La victoria del París Saint-Germain sobre el Inter de Milán en la final de la Liga de Campeones, la noche del sábado 31 de mayo, provocó escenas de una violencia sin precedentes en la capital francesa, muy lejos del ambiente festivo que se supone acompaña este tipo de acontecimientos. De hecho lo que se vio en París más bien parecía el ensayo general de una guerra civil o un escenario de guerrilla urbana al estilo de las Primaveras Árabes de la década de 2000. Lo que se anunciaba como una jubilosa celebración por un éxito deportivo acabó en tres noches de violencia.
El balance final se saldó con 692 incendios en inmuebles y 264 vehículos quemados, 563 detenciones, 192 heridos graves –entre ellos una treintena de policías, uno en estado de coma– y dos muertos. Y el problema no fue por falta de despliegue masivo de policías, ni por otras medidas de seguridad, sino por la impotencia para frenar a hordas furiosas que destruían los gigantescos cristales protectores de los escaparates para saquear los comercios del centro de la ciudad. ¿De dónde han surgido estas hordas de jóvenes delincuentes?
Las identidades de los detenidos no dejan lugar a dudas: aunque la mayoría son de nacionalidad francesa, se trata de inmigrantes de segunda o tercera generación, principalmente provenientes del Magreb o del África subsahariana.
La impotencia y la ceguera de las autoridades sólo pueden ser motivo de preocupación ante el caos que se avecina, pacientemente organizado durante los últimos 50 años a través de la inmigración masiva y un sistema judicial indulgente. No son pobres y viven en las banlieues, donde tienen dos fuentes de ingresos: las enormes subvenciones del Estado del bienestar francés y el tráfico de drogas. Conscientes de la impunidad con la que actúan frente a un Estado que intenta ante todo no ser acusado de racista, en los interrogatorios expresen sin ambages su deseo de destruir los momentos de alegría compartidos en la sociedad occidental. Se regocijan en la destrucción, en la embriaguez de la barbarie, el mimetismo y la desinhibición de quienes se sienten poderosos. Lo cierto es que la instalación masiva de inmigrantes en suelo francés ha dado lugar a una realidad que choca frontalmente con el discurso buenista oficial.

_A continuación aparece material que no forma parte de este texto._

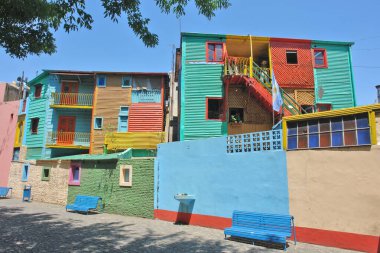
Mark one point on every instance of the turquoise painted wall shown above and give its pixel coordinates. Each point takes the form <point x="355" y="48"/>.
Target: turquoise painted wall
<point x="221" y="182"/>
<point x="335" y="84"/>
<point x="199" y="80"/>
<point x="101" y="178"/>
<point x="38" y="108"/>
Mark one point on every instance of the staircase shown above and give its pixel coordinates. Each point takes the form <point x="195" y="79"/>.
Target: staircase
<point x="241" y="70"/>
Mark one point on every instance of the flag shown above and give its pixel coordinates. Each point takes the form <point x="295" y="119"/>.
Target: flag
<point x="276" y="95"/>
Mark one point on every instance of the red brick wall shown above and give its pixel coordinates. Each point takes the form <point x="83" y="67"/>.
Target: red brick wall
<point x="289" y="75"/>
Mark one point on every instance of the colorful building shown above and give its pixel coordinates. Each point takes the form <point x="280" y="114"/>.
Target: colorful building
<point x="226" y="81"/>
<point x="10" y="128"/>
<point x="81" y="112"/>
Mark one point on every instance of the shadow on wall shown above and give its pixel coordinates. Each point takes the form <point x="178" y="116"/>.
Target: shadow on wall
<point x="43" y="232"/>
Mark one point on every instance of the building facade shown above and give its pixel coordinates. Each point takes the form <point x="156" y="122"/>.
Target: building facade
<point x="226" y="81"/>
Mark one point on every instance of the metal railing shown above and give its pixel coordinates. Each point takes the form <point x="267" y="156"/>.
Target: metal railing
<point x="255" y="142"/>
<point x="146" y="96"/>
<point x="247" y="67"/>
<point x="68" y="138"/>
<point x="78" y="99"/>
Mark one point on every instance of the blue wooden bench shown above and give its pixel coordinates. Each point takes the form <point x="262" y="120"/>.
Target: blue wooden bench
<point x="4" y="191"/>
<point x="84" y="204"/>
<point x="274" y="228"/>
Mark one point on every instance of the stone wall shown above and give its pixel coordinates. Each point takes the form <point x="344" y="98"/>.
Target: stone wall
<point x="54" y="190"/>
<point x="101" y="178"/>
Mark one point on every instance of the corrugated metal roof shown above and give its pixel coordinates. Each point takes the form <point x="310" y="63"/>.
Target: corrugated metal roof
<point x="114" y="156"/>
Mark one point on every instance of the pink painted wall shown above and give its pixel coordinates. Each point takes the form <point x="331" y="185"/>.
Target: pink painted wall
<point x="7" y="135"/>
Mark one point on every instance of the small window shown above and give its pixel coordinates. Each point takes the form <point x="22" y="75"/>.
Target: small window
<point x="34" y="125"/>
<point x="214" y="108"/>
<point x="38" y="91"/>
<point x="74" y="174"/>
<point x="126" y="82"/>
<point x="16" y="154"/>
<point x="323" y="107"/>
<point x="98" y="123"/>
<point x="214" y="52"/>
<point x="101" y="81"/>
<point x="320" y="59"/>
<point x="236" y="115"/>
<point x="125" y="175"/>
<point x="307" y="109"/>
<point x="45" y="175"/>
<point x="291" y="57"/>
<point x="25" y="172"/>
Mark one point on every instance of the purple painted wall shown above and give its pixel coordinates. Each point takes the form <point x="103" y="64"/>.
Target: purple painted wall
<point x="8" y="122"/>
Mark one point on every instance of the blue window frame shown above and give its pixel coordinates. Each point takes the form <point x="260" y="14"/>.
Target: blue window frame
<point x="123" y="119"/>
<point x="126" y="81"/>
<point x="353" y="130"/>
<point x="101" y="81"/>
<point x="25" y="172"/>
<point x="98" y="123"/>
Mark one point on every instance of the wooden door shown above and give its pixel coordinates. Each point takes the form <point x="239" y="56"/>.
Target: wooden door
<point x="69" y="93"/>
<point x="66" y="130"/>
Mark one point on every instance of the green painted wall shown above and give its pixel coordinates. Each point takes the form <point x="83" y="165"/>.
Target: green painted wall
<point x="101" y="178"/>
<point x="335" y="84"/>
<point x="199" y="80"/>
<point x="38" y="108"/>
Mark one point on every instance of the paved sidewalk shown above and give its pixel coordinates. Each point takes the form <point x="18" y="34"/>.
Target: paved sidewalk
<point x="40" y="227"/>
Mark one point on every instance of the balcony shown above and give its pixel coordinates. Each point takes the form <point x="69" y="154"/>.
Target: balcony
<point x="74" y="140"/>
<point x="71" y="100"/>
<point x="146" y="96"/>
<point x="136" y="140"/>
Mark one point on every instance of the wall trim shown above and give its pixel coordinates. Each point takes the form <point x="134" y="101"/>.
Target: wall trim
<point x="336" y="239"/>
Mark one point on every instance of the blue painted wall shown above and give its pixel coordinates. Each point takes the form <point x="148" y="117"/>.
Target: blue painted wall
<point x="221" y="182"/>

Para completar el terrible, pero muy significativo, momento, hay que contemplar dos imágenes más. Por un lado la estatua de santa Juana de Arco, asaltada por jóvenes vándalos de origen africano portando una bandera palestina, por otro Dembelé, uno de los jugadores del PSG, fotografiándose junto a la copa acompañado por su mujer, velada por un nicab que sólo permitían ver sus ojos. El gran reemplazamiento es un mito sin fundamento, nos repiten sin cesar, pero sus consecuencias son muy palpables.